Historically metrizamide replaced both iodized oil (trade names: Ethiodol, Lipiodol) and iofendylate (trade names: Pantopaque, Myodil) as the contrast agent of choice for myelography (an X-ray study of the spine now largely replaced by MRI). The radio opacity characteristics are such that finer detail is displayed with metrizamide, as well as the advantage of reabsorption from spinal fluid and excretion from the body – since unlike iofendylate, metrizamide is a water-soluble substance.

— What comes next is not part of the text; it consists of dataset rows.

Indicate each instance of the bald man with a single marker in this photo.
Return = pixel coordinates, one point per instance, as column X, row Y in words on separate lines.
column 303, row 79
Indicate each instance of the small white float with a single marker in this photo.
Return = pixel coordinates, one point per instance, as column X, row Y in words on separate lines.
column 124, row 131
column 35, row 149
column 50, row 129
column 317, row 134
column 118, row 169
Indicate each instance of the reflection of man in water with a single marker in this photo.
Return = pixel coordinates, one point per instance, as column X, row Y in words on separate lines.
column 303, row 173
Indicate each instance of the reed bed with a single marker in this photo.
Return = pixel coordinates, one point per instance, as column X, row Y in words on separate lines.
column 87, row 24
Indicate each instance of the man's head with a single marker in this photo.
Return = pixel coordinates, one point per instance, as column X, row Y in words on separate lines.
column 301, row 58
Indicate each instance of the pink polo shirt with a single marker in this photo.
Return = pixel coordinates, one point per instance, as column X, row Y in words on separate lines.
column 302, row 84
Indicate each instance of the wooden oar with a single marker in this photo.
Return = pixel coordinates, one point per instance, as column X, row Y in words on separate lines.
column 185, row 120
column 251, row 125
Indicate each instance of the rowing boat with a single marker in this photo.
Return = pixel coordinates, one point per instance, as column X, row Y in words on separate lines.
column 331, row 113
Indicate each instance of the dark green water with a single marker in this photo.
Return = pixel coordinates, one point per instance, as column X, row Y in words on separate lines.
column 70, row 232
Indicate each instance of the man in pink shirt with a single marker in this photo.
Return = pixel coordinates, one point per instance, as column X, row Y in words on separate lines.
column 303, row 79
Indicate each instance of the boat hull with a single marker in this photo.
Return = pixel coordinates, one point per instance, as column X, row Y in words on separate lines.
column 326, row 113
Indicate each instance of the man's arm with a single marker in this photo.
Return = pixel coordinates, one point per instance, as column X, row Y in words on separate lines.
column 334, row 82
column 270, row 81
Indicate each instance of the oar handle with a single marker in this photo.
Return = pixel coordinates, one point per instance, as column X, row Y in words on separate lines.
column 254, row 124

All three agents are administered by lumbar puncture (also referred to as a spinal tap or cisternal puncture), at the cervicocranial junction. The human patient is rolled from the lateral decubitus (lying on the side) to prone. Ankles are strapped to the end of a hard X-ray, CT, or MRI table. To obtain images of the cervical region the patient is then carefully tilted in the Trendelenberg position (head down) so the contrast agent (particularly iofendylate) can enter the neck region. Care is given to prevent spilling dye into the posterior cranial fossa (back of the head) or to enter the cranial cavity in general. This speaks to the inability to remove the heavier or more viscous iofendylate without aspirating it with spinal fluid through a lumbar puncture needle in the low back (sticking up vertically) or back of the neck. Removal of iofendylate is necessary since it is not water-soluble. With metrizamide the issue is that if entering the cranial cavity and high dose exposure to the blood brain barrier, side effects are more likely encountered. Issues related to absorption into the general circulation are also encountered.

== Side effects ==
- Headache
- Nausea
- Vomiting
- Mass effect, herniation, and major central nervous system complications including spinal cord compression
- Seizures
- Muscle rigidity and dystonic reaction
- Aphasia
- Adverse neurobehavioral reactions

== History ==
Metrizamide was approved in the US in 1978. Its marketing is discontinued as of 2021.